Cooking meant planning and preparing a daily dinner meal that included a main dish, salad and a vegetable within a weekly budget. It also meant cleaning and sanitizing the kitchen before bed.

The weekend before the plan went into effect, everyone canceled all outside plans and told friends not to visit. The phone ringer was turned off and the answering machine volume turned down.

The family created an orderly house. They moved furniture and vacuumed under it, dusted around every book and candle, washed windows, scrubbed and waxed the kitchen floor. The basket of mismatched socks went away. Bags and boxes went to the thrift store, and out of season clothes were stored in labeled boxes. They made a shopping trip to stock up staples: groceries, cleaning supplies, paper products. This established an atmosphere of working together (like it or not, in some instances) and gave everyone a fair starting place.

Of course problems arose. Son, who hated the laundry duty, purposely ruined a load of gentle things. He replaced them from his paycheck. Daughter number one decided that Jello was a vegetable; daughter number two ordered pizza for three nights in a row and ate up a whole week's grocery budget.

Arguments got loud over who was changing clothes too often, or putting clean things back in the hamper, who left a mess in the bathroom or messed up the kitchen in the evenings. Not everybody liked the meals. Sometimes, some areas still got messy. But, overall, the situation was a dramatic improvement over the times when nobody cleaned anything.

But by the end of the first set of five weeks, the advantages of working together far outweighed the disadvantages. The kids learned to put a meal in the crockpot before school. They knew, when they had a chore they hated, that they only had to do this for one week. They all learned to respect each other's work because they all had to do the same thing sooner or later. Everyone knew where responsibility lay.

One more chore was added in after about three months: budgeting and paying bills. This one didn't follow the weekly rotation.

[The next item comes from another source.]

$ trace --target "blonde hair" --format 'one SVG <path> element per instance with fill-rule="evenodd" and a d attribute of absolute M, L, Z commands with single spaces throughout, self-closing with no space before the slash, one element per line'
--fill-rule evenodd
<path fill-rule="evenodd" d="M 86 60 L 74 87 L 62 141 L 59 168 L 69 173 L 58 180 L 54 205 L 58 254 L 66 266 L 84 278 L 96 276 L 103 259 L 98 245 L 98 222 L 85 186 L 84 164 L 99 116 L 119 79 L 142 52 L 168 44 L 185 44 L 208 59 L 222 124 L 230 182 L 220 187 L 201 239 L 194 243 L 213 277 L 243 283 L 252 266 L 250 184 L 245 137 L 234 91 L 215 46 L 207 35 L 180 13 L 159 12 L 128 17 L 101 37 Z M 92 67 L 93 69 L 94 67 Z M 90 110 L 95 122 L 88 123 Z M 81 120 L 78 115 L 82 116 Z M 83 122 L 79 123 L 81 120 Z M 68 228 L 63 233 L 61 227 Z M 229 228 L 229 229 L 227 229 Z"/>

Rather, on payday Thursdays for a two month stretch, one of the kids sat down with Mom and Dad to balance the checkbook and write out the checks.

This family kept the basic structure for two years, and it worked. The house became a tidy home where friends were welcomed without embarrassment. Everyone learned that as members of a household, they held responsibility for its management.

Mom got her degree, son left home able to manage an apartment on his own, and the girls were freed from a sense of obligation to perform, single-handedly, the drudge work of creating an organized home for their families.